Acessibilidade / Reportar erro

Internal urethrotomy and intraurethral submucosal injection of triamcinolone in short bulbar urethral strictures

UROLOGICAL SURVEY

Mazdak H, Izadpanahi MH, Ghalamkari A, Kabiri M, Khorrami MH, Nouri-Mahdavi K, Alizadeh F, Zargham M, Tadayyon F, Mohammadi A, Yazdani M

Al-Zahra Hospital, Isfahan University of Medical Sciences, Isfahan, Iran

Int Urol Nephrol. 2009; 1. [Epub ahead of print]

OBJECTIVES: In clinical practice, internal urethrotomy is an easy procedure and is offered as a first modality for treatment of short urethral strictures. Internal urethrotomy refers to any procedure that opens the stricture by incising or ablating it transurethrally. The most common complication of internal urethrotomy is stricture recurrence. The curative success rate of internal urethrotomy is approximately 20%. Triamcinolone has antifibroblast and anticollagen properties. This study evaluated the efficacy of triamcinolone in the prevention of anterior urethral stricture recurrence after internal urethrotomy.
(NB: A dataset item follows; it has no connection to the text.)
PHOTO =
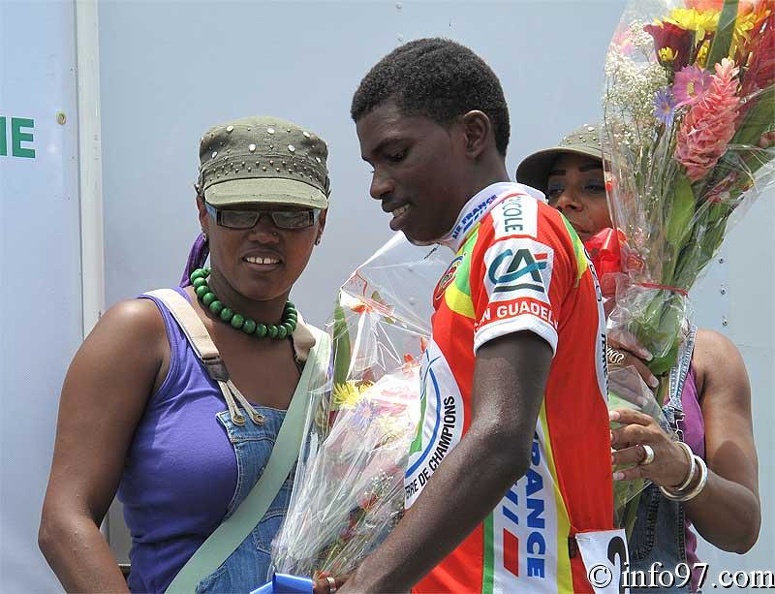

METHODS: Fifty male patients with anterior urethral stricture were randomized to undergo internal urethrotomy with or without urethral submucosal injection of triamcinolone. Using general anesthesia urethrotomy was performed. Triamcinolone (40 mg) was injected submucosally at the urethrotomy site in 25 patients. The patients were followed for at least 12 months and the stricture recurrence rate was compared between the two groups.

RESULTS: 23 patients in the triamcinolone group and 22 in the control group completed the study. There were no significant differences in the baseline characteristics of the patients or the etiology of the stricture between the two groups. Mean follow-up time was 13.7 ± 5.5 months (range: 1-25 months). Urethral stricture recurred in five patients (21.7%) in the triamcinolone group and in 11 patients (50%) in the control group (P = 0.04).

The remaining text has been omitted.